I turisti camminano a piedi
Si è tenuto presso la sede della Provincia di Avellino un tavolo di confronto tra l’assessore regionale ai trasporti Sergio Vetrella, enti locali ed associazioni di utenti e pendolari tra cui In_Loco_Motivi.
L’assessore Vetrella ha brevemente sintetizzato il processo di riprogrammazione dei servizi minimi che la struttura tecnica della Regione Campania insieme con l’ACAM (Agenzia Campana per la Mobilità sostenibile) sta portando avanti e che porterà alla completa revisione dei servizi di trasporto sia su gomma che su ferro nella Regione Campania.
In seguito l’assessore ha mostrato i criteri che la Regione Campania sta seguendo nell’effettuare questa riprogrammazione. La prima impressione è che si voglia applicare “tout court” gli stessi criteri utilizzati per aree metropolitane come quella di Napoli e del suo hinterland ad aree come l’Irpinia che hanno una loro specificità che poi discende da una differente densità abitativa, da una differente configurazione morfologica ed urbanistica della provincia di Avellino.
Non è possibile abbandonarsi alla freddezza dei numeri “così come sono”, le risorse sono di certo limitate ma è necessario procedere ad una ottimizzazione delle stesse senza sprechi ma senza nemmeno togliere opportunità di sviluppo alle aree appartenenti alla provincia di Avellino.
E’ troppo facile dire che l’utenza è scarsa e quindi il costo per trasportare ogni viaggiatore è troppo alto; dopo tanti anni di inefficienze, disservizi, soppressioni e mancanza di programmazione, l’utenza per forza di cose è scesa notevolmente. Non si può pertanto assumere questi dati come unico riferimento per una programmazione dei servizi di trasporto, bisogna invece sforzarsi di trovare delle soluzioni che riavvicinino tanti cittadini ai servizi di trasporto pubblico.
Per questo l’associazione In_Loco_Motivi, durante il proprio intervento, ha proposto di ragionare in un’ottica di “investimento” sul sistema trasporti ovvero determinare le condizioni affinché si possano aumentare gli utenti del sistema stesso attraverso piccoli accorgimenti e modifiche mirate che possono essere realizzate quasi a costo zero.

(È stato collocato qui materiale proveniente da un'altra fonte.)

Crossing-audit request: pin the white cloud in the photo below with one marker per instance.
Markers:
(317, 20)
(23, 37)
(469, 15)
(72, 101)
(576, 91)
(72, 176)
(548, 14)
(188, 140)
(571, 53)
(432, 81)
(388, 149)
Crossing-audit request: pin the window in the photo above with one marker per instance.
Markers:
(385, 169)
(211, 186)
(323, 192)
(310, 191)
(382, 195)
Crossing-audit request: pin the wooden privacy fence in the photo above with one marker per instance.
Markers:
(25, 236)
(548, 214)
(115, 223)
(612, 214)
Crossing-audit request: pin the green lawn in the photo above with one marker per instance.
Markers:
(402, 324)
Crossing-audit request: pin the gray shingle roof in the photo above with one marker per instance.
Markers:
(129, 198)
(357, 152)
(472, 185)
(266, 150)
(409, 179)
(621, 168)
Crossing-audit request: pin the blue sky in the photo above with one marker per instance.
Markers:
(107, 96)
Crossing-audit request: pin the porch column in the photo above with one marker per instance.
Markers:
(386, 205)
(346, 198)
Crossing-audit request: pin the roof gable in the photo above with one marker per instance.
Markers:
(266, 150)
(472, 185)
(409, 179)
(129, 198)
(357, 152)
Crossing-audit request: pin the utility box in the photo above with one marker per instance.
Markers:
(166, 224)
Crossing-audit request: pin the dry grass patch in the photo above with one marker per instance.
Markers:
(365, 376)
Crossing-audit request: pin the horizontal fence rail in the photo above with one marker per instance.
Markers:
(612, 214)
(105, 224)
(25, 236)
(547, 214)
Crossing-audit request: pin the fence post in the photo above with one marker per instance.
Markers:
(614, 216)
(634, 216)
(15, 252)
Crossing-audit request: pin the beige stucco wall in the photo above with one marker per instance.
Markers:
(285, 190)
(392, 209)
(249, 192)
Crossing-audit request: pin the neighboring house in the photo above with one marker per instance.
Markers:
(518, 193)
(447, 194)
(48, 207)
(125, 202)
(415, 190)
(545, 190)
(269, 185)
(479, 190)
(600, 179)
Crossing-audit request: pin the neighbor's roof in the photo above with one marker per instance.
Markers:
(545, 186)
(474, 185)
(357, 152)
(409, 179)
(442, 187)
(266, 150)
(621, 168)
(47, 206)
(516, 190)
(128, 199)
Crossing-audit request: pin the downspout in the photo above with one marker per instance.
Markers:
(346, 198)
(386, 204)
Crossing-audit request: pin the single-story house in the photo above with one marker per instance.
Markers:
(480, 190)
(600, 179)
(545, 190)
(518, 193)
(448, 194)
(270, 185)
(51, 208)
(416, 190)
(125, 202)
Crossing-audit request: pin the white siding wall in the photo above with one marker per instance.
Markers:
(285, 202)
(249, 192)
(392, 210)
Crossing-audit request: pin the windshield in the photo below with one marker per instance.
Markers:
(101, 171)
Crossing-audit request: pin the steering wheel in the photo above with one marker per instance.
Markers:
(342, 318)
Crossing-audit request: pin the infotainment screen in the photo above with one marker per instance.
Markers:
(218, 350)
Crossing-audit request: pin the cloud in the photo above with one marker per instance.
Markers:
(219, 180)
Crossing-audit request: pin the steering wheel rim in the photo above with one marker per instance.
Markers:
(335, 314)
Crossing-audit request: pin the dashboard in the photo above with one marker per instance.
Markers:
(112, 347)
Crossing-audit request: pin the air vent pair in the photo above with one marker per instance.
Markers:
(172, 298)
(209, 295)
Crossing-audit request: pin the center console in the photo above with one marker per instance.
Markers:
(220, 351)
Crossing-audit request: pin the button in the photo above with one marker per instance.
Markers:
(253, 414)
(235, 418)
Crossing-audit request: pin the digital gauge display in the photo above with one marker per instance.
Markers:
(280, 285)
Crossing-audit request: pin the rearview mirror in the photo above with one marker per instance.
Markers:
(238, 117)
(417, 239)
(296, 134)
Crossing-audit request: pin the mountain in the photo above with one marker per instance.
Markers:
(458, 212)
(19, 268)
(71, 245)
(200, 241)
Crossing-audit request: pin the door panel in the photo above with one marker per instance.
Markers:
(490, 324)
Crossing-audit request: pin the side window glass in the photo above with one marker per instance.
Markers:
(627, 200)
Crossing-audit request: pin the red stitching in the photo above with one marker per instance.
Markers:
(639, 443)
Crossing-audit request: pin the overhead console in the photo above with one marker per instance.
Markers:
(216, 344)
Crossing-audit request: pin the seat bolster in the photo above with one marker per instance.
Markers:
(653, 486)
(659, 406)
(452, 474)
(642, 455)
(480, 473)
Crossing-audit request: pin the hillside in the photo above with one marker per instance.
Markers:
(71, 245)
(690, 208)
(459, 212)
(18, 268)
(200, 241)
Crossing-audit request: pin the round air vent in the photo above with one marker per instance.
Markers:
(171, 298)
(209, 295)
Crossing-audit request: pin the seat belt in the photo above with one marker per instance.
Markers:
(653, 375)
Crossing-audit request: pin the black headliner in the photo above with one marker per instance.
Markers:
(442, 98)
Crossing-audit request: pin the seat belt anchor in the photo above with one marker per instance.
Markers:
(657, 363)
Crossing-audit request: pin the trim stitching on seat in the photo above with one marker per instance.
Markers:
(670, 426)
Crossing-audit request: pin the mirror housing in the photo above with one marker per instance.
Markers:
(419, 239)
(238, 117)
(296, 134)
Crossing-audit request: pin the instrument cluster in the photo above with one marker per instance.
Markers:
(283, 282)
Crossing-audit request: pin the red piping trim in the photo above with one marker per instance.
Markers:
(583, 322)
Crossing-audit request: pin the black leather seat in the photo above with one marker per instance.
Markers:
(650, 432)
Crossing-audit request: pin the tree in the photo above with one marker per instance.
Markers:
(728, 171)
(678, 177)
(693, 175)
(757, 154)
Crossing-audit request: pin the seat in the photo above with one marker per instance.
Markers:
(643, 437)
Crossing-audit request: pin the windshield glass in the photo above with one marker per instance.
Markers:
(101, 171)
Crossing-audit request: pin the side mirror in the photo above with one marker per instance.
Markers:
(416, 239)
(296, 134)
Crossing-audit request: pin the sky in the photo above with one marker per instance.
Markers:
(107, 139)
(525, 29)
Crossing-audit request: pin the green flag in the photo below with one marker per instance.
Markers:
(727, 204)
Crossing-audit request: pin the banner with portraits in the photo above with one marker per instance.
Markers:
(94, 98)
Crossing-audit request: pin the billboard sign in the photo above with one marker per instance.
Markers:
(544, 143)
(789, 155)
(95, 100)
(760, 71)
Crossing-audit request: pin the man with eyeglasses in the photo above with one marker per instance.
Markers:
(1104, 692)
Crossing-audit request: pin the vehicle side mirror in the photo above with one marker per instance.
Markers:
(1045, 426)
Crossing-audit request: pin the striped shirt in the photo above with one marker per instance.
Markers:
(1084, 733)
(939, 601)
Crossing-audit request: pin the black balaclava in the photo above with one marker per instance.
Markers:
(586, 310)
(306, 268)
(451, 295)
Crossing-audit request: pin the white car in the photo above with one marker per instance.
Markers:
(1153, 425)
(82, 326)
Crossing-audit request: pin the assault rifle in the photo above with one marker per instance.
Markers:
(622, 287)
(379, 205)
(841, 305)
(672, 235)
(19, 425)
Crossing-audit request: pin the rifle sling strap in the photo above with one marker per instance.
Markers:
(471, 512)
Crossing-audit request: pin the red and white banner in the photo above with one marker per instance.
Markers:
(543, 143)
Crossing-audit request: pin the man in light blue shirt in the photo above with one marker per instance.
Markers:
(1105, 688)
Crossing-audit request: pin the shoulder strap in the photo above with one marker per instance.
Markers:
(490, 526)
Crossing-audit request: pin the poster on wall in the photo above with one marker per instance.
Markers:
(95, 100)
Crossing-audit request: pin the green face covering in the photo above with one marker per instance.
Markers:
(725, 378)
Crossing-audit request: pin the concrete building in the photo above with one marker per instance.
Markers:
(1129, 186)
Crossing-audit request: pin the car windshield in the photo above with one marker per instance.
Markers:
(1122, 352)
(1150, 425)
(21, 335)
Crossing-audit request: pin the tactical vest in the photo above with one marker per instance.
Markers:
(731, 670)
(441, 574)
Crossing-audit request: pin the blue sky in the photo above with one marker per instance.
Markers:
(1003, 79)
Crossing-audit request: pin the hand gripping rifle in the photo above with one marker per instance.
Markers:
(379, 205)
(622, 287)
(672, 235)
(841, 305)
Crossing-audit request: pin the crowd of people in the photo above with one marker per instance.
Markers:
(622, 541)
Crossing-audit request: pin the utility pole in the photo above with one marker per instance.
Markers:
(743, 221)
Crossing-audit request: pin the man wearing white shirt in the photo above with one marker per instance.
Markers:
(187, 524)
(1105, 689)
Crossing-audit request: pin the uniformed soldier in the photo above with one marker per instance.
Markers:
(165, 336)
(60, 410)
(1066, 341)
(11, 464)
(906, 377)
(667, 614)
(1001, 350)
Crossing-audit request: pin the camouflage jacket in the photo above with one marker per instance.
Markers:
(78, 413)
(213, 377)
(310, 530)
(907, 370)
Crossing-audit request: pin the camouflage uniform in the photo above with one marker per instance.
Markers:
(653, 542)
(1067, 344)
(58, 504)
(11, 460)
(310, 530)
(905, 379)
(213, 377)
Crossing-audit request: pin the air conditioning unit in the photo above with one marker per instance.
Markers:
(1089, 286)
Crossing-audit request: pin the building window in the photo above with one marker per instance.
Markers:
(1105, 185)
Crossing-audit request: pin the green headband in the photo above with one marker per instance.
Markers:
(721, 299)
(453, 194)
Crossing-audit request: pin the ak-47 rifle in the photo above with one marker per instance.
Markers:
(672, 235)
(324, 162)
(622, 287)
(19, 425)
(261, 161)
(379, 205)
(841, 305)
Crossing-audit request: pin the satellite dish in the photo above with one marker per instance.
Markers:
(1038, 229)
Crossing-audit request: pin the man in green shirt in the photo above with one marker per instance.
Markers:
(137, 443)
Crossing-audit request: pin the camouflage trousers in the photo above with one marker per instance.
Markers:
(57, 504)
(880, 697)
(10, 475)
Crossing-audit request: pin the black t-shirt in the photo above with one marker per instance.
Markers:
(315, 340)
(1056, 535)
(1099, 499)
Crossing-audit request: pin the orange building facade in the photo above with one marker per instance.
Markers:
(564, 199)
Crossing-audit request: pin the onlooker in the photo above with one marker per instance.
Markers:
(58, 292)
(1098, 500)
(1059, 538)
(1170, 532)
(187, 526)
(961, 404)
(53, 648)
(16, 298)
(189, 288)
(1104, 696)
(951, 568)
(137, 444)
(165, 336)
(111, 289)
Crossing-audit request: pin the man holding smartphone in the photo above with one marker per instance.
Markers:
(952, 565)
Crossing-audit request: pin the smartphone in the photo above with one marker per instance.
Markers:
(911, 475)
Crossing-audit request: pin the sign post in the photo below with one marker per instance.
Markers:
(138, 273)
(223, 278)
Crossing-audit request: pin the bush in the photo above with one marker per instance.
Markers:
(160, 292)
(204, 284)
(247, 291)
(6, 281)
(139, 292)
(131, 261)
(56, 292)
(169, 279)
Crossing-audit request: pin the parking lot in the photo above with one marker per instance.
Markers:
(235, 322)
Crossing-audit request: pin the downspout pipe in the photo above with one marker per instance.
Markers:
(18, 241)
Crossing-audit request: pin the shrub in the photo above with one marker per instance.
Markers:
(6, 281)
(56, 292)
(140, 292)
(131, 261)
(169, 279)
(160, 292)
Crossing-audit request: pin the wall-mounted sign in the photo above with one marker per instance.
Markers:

In tal senso, per In_Loco_Motivi, appare fondamentale dare maggior impulso all’integrazione ferro-gomma anche qui in Irpinia in modo che laddove esiste una ferrovia, i bus vengano utilizzati come adduzione al ferro e ridurre il forte scompenso esistente tra le due modalità di trasporto in Irpinia che vede 15.000.000 di km circa assegnati a servizi su gomma a fronte di poco più di 300.000 km realizzati con collegamenti su ferro.
In_Loco_Motivi continuerà a promuovere le proposte presentate durante il tavolo di confronto chiedendo di discutere i relativi dettagli tecnici anche con i tecnici della Regione e dell’ACAM; parallelamente promuoverà anche degli incontri per discutere le esigenze specifiche dei vari territori e bacini insieme ai Sindaci dei comuni interessati: probabilmente uno dei primi sarà nella valle dell’Irno come condiviso anche dagli amministratori di Montoro e Solofra presenti al tavolo di confronto.
A margine si è parlato anche di Funicolare di Mercogliano e di Avellino-Rocchetta: per entrambi la risposta della Regione ricalca lo stesso schema: i costi di ammodernamento e di manutenzione sono eccessivi e quindi non compatibili con le risorse a disposizione. Se poi rinunciare a queste eccellenze della Campania comporti la rinuncia a sviluppare un sistema turistico locale su cui erano stati approvati anche progetti regionali, pazienza: si ragiona “a compartimenti stagni”: i mezzi di trasporto muovono studenti e lavoratori, i turisti invece, si sa, camminano a piedi.